FierceHealthcare identified this conflict between the hospital and community residents as illustrating a greater problem of unequal care practices and pointed out that social determinants of health should not be ignored.
Canada Looks to Sue Purdue over Marketing of OxyCotin
And this isn’t the first Canadian lawsuit for the pharmaceutical company. They recently reached a $20 million settlement of a civil class action suit. Patients involved in the suit asserted that Purdue did not appropriately inform them of the addiction risks that accompany OxyCotin. Back in March, the company – and other big pharma players – were sued by the state of Ohio.
The concern around marketing of painkillers has grown significantly as the opioid crisis continues its devastating impact. The overdose epidemic has become a priority for healthcare policy-makers, but it has been a struggle to find a concrete solution.
Under its new Commissioner, Scott Gottlieb, the FDA has gotten increasingly aggressive with its prescription recommendations in hopes of curbing the amount of individuals exposed to the drug. Startups have also recognized this challenge like RxREVU, a company that developed a prescription decision support platform and helps providers make more informed, consistent and measurable prescription decisions.
Crowdsourcing Reaches the Drug Discovery Industry
Pharmaceutical companies are now in which ideas are shared with a larger community to improve upon or add to. The charge is being led by the nonprofit Structural Genomics Consortium which is partnering with nine pharma companies and six university labs.
As a part of the group, labs are committing to sharing everything with one another (results, samples, etc.) with the hope of speeding up the lengthy drug design process for challenging diseases.
Are drug expiration dates accurate?
Yes and no, but according to a pharmacist and a toxicologist “expiration date” isn’t really the right term. The date really only represents the time up until the FDA and pharma companies guarantee a drug’s effectiveness.

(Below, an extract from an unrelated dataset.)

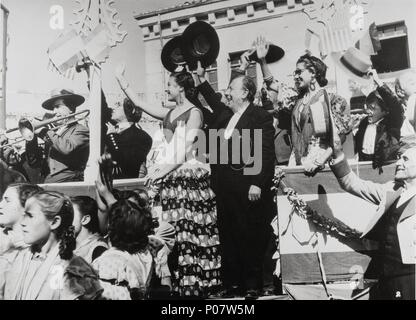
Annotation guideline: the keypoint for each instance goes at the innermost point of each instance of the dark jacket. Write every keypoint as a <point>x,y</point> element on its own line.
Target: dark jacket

This doesn’t mean they couldn’t work after that date, but that there is “no incentive for drugmakers to study whether they could still be usable.”
The cost of throwing out their expired medicines could be as high as $800 million per year. The researchers who studied the expired drugs were clear that they weren’t recommending people continue to take expired medications, but rather point out that revisiting how we date drugs could save a lot of money.
Amazon’s Alexa Could be the Next Diabetes Management System
Merck & Co. recently posed the question: What can Amazon Alexa can do for people with diabetes? The prompt was for their Alexa Diabetes Challenge, which is co-hosted by Luminary Labs and Amazon Web Services.
As the internet of things and digital health continues to develop, diabetes has become a core focus because of the large amount impacted and the rigorous daily or hourly management required for those with the disease.
Among the finalists’ projects are a machine learning nutrition assistant, a personal assistant with AI tech from NASA, and a mood-management assistant.